Bioequivalence and Bioavailability Forum

Hi John,

❝ […] IR product with a long and variable t1/2. The literature value is around 25 hrs with an upper range of 60 hr. I ran a small pilot study (n=6) and the results showed that 96 hours sampling was more than adequate to capture 90% of the PK profile

What was the longest half-life in the pilot? Did you try to calculate a CL predicting the worst case? Example (slides 63–65).

❝ (Helmut will scream at me for using n=6 ).

Not necessarily. n=6 is OK if used for checking the sampling schedule, bioanalytics (hey, samples from the ‘real world’), etc. Only for sample size estimation n=6 is useless.

❝ My pivotal study finished with 44 subjects. The study population showed a mean t1/2 of 25 hrs (Range 12-67 hrs) for each treatment. I went ahead with PK blood sampling for 96 hrs (timept before 96 hr was 72 hr). Based on 96 hour sampling, the mean(AUCt/AUCinf) ratio was about 92% for each treatment. Individual data showed 3 subjects to have AUCt/AUCinf ratio of 60% with a t1/2 of greater than 60 hours.

❝

❝ Do you think that I might get question from the agency about the 3 subjects?

Maybe. Interestingly FDA’s Guidance doesn’t state anything about the AUC_t/AUC_∞-ratio (like EMA’s GL). EMA is more strict, because extent of absorption has to be demonstrated only for AUC_t. They state that a “reliable estimate of the extent of exposure is achieved if AUC_(0-t) covers at least 80% of AUC_(0-∞)”. My gut feeling is that FDA likes ≥80% as well. I would say that a reliable estimate is achieved already at 2–4 × t_max – but that’s another story. On the other hand for the FDA you have to show BE of both metrics. If you are able to estimate elimination in these three subjects reliably (≥3 data points, sufficient quality of the fit) it shouldn’t be a big deal.

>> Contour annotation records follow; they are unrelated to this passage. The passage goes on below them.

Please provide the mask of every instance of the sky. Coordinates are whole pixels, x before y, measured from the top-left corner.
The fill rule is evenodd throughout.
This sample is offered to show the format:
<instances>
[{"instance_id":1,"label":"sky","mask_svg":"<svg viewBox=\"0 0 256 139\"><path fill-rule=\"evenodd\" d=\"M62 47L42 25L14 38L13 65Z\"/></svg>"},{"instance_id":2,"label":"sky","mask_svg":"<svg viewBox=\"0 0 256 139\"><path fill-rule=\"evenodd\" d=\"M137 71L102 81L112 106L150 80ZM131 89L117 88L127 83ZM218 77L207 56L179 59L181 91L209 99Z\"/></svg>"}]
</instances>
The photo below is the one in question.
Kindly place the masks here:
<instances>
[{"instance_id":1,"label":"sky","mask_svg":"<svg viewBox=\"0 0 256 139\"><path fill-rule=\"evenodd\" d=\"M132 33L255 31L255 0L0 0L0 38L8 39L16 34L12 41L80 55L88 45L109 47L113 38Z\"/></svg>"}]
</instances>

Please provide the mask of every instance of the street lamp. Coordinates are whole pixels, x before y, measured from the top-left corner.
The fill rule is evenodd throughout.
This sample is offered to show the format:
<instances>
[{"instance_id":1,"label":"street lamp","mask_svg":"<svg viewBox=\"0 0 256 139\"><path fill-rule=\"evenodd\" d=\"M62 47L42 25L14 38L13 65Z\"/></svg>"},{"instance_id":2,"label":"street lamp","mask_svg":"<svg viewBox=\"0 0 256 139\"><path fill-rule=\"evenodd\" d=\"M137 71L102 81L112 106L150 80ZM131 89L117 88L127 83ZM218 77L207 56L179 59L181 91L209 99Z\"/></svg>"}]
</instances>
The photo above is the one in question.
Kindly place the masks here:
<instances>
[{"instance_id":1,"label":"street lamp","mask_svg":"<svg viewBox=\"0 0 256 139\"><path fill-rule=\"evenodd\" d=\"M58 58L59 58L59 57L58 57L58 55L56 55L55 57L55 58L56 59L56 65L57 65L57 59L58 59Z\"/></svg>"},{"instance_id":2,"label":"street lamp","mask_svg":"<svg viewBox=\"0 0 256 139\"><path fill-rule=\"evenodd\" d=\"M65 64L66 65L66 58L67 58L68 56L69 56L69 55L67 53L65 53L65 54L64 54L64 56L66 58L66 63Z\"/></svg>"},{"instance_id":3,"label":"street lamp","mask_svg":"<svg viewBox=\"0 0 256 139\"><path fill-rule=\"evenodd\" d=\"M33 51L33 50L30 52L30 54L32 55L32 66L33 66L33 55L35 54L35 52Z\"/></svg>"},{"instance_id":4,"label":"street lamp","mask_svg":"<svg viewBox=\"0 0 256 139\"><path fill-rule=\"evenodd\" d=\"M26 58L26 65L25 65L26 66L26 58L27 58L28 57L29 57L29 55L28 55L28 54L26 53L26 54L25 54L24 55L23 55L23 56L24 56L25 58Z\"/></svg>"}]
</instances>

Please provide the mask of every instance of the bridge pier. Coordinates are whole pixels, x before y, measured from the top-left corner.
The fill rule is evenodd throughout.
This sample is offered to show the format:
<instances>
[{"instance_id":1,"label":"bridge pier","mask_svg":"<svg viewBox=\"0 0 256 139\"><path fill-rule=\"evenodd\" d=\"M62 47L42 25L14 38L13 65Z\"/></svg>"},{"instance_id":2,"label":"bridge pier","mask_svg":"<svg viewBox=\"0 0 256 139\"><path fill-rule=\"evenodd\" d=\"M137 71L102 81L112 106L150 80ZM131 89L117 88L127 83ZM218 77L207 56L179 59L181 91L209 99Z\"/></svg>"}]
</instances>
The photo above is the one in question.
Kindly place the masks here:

❝ Since the mean t1/2 from each treatment arm was 25 hrs with an upper range of 67 hrs, I can re-evaluate the data as a truncated design (if being asked) and compute AUC0-72.

❝ The result as is for both AUC and AUCi are dead since the 90% CIs were well within 80-125% (Ratio~100%, intra CV~10%). Washout was adequate(3 wks) with no carryovers. I don't have an issue with computing AUC0-72(pass anyway) but I was just curious if I would even get a question from FDA regarding the 3 subjects.

Since AUC_t, AUC_∞, and AUC₇₂ pass I would submit the latter also as a sensitivity analysis. Regulators love them. BTW, I (still) don’t understand why FDA states

“For drugs demonstrating high intrasubject variability in distribution and clearance, AUC truncation warrants caution. In such cases, we also recommend that sponsors and/or applicants consult the appropriate review staff.”

At least distribution and clearance are properties of the drug, not the formulation. That’s why truncation is acceptable for EMA for all IR formulations without any justification (not even t_1/2 > 24h or alike).